Sebze ve meyve grubu: Bu grup besinler en çok C vitamininden zengindir. Yeşil yapraklı sebzeler ile sarı, turuncu meyveler A vitamini için iyi kaynak olup bol miktarda potasyum ve diğer mineralleri içerir. Yağlar ve şekerler temel besin grubu olarak değerlendirilmez. Yalnızca enerji kaynağıdır. Çocuğa örnek olacakları için ailenin beslenme ve fiziksel aktivite alışkanlıklarının doğru olması önemlidir. Yapılan araştırmalarda şişman çocukların rafine karbonhidrat ve yağ tüketiminin fazla, lifli besin tüketiminin düşük olduğu rapor edilmiştir.
Kahvaltıda çay yerine süt için
• Günlük enerji alması gereken ağırlığa göre hesaplanmalıdır.
• Düşük ve çok düşük enerjili diyetler kesinlikle uygulanmamalıdır. Büyümenin hızlı olduğu çocukluk ve ergenlik döneminde bu tür diyetler büyüme ve gelişmeyi engeller. Ayrıca düşük kalorili diyetler B gurubu vitaminler, kalsiyum, demir gibi besin öğelerinden yetersiz olduğundan önerilmez.
• Çocuğun yanlış beslenme alışkanlıkları düzeltilmelidir.
• Güne zihinsel ve fiziksel olarak güçlü başlamak ve verimliliği artırmak için yeterli ve dengeli kahvaltı yapmak şarttır. Gün içerisinde öğün atlanmamalı, öğün sayısı artırılmalı, her öğünde dört besin grubundan besinlerin olması sağlanmalıdır.
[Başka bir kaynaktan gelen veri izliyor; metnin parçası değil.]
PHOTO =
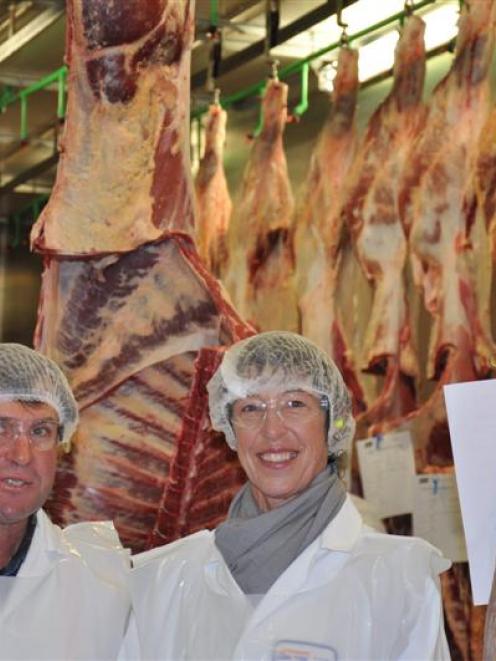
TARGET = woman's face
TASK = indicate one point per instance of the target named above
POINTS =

• Yemekle birlikte içilen çay ve asitli içecekler kan yapıcı öğelerin yararlılığını azalttığından kahvaltıda çay yerine süt içilmelidir. Çay çok istenirse açık ve limonlu içilmelidir.
• Sebze ve meyve tüketimi, tam taneli unlu besinlerin, kuru baklagillerin tüketimi artırılmalıdır.
• Yağ ve şeker içeriği fazla besinler çocuğa verilmemelidir.
• Su içme alışkanlığı kazanılmalıdır.
• Çocuklar sevdikleri besinleri tüketir (hamburger, patates kızartması, dondurma gibi). Ancak bu konuda en çok dikkat edilmesi gereken nokta, bu besinleri tüketirken diğer besinlerle denge kurulması ve aşırıya kaçılmamasıdır.
• Fiziksel aktivite artırılmalıdır.
• Dışarıdan yemek alma zorunluluğu olursa en başta temizlik ve sağlık kurallarına uygun yerler seçilmelidir.
• Fast-food tarzı yiyeceklerin çocuklar ve ergenlik çağındakiler arasında yaygın olduğu düşünülürse, bu tarz beslenme yerine, okullarda sağlıklı beslenmenin önemini vurgulayan seminerler verilmesi uygun olacaktır.
• Öğün aralarında en çok tüketilen ürünler olan şeker, cips, çikolata ve asitli içecekler yerine diş ve kemik sağlığını olumlu yönde etkileyen süt ve ürünleri tüketilmelidir.